Woman accused of raping inmate gets bail

A woman accused of gang raping another prison inmate looking for drugs has been bailed. (AAP)

A woman accused of gang raping a female inmate who had smuggled drugs into prison has been granted bail.

On Tuesday, NSW Supreme Court Justice Peter Hamill allowed Deborah Anne Hardy to walk free from Dillwynia Correction Centre in Sydney and live at her mother's home under house arrest while her case progresses.

In August 11 last year, a Dillwynia inmate alleges she was pulled into a cell and brutally assaulted by a group of six women who penetrated her looking for internally hidden drugs.

The victim sneaked methamphetamine and buprenorphine into the prison when she was incarcerated, and shared these drugs with her fellow inmates. The alleged rape occurred after the drugs had run out and the women wanted more.

The judge called the alleged incident horrendous and premeditated.

"If anything like it happened, it would have been a most distressing, demeaning experience for the alleged victim," he said.

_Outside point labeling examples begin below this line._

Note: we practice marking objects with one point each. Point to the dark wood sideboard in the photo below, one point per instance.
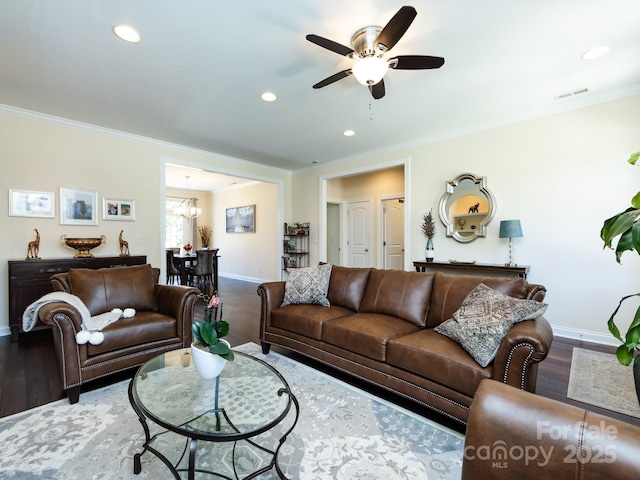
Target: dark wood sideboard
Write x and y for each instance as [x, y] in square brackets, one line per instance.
[29, 280]
[464, 268]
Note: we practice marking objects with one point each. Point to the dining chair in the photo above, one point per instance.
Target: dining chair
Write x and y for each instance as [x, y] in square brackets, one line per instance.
[201, 275]
[173, 273]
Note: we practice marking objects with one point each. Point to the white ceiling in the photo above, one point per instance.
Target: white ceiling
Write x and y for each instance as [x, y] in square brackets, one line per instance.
[196, 77]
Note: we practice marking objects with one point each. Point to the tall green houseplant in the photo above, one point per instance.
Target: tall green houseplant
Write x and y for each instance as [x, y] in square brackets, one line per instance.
[625, 225]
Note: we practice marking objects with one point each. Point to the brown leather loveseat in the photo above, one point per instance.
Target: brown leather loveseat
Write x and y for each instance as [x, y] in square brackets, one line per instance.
[514, 434]
[162, 321]
[380, 327]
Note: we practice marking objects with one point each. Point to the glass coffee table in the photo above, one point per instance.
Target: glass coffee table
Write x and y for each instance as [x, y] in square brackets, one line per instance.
[223, 427]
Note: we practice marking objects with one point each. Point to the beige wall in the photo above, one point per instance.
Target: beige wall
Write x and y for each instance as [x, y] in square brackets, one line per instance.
[43, 154]
[561, 175]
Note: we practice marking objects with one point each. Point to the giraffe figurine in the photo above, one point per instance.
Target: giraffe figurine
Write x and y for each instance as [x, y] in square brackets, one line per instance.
[34, 247]
[124, 246]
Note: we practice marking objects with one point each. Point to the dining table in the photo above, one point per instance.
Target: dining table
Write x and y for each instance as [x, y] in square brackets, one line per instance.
[181, 260]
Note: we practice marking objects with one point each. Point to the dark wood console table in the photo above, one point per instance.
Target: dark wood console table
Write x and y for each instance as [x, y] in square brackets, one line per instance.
[474, 268]
[29, 280]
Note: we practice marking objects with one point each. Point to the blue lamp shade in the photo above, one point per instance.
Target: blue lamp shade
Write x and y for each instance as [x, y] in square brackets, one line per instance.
[510, 229]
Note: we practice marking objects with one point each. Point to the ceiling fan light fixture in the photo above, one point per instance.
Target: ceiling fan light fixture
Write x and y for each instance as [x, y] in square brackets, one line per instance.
[268, 97]
[595, 52]
[370, 70]
[127, 33]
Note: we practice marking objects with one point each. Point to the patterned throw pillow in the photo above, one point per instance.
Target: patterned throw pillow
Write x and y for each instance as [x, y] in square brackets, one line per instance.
[307, 286]
[484, 318]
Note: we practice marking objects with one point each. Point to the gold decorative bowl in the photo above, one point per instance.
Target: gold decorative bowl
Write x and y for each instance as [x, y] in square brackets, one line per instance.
[83, 245]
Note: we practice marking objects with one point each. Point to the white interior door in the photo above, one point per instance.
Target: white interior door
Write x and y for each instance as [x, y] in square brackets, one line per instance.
[393, 234]
[359, 234]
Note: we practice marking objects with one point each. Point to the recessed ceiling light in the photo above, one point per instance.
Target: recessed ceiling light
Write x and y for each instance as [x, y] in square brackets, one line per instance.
[596, 52]
[269, 97]
[127, 33]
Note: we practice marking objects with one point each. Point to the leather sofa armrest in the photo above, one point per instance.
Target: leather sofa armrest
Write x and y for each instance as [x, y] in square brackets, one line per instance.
[178, 302]
[53, 312]
[515, 434]
[66, 322]
[524, 345]
[271, 297]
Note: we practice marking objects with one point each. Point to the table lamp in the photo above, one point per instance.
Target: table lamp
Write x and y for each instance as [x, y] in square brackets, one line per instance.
[510, 229]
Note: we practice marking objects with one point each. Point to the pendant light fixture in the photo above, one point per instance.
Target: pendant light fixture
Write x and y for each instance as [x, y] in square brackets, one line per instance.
[187, 207]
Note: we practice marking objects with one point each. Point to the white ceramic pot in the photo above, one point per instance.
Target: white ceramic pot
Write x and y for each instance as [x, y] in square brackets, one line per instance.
[208, 365]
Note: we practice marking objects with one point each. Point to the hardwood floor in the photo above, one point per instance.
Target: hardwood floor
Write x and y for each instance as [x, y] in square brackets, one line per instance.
[29, 376]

Hardy is charged with aggravated sexual assault, which carries a maximum term of life imprisonment. She faces an alternative charge of assault occasioning actual bodily harm, after being accused of kicking the victim in the head.

Justice Hamill granted bail after noting that Hardy was on the cusp of parole when the alleged incident occurred and that she had stabilised her drug problem by partaking in a buprenorphine program.

The judge also pointed out difficulties in the Crown's case against Hardy including statements from witnesses that Hardy had said "that's enough, girls" during the incident before walking away crying.

"That would suggest that whatever was happening at that time was not something that Ms Hardy approved of," the judge said.

Hardy has been in jail since December 2020 after being found guilty of driving whilst disqualified and driving while taking a conveyance. In that incident, she pretended to be a car buyer and took vehicles out for high speed test drives.

Hardy also faced time in prison for a 2012 robbery.

She will be required to live under house arrest at her mother's home in Port Stephens, and to report to the local police station daily.

The case will come before Port Macquarie District Court on June 22.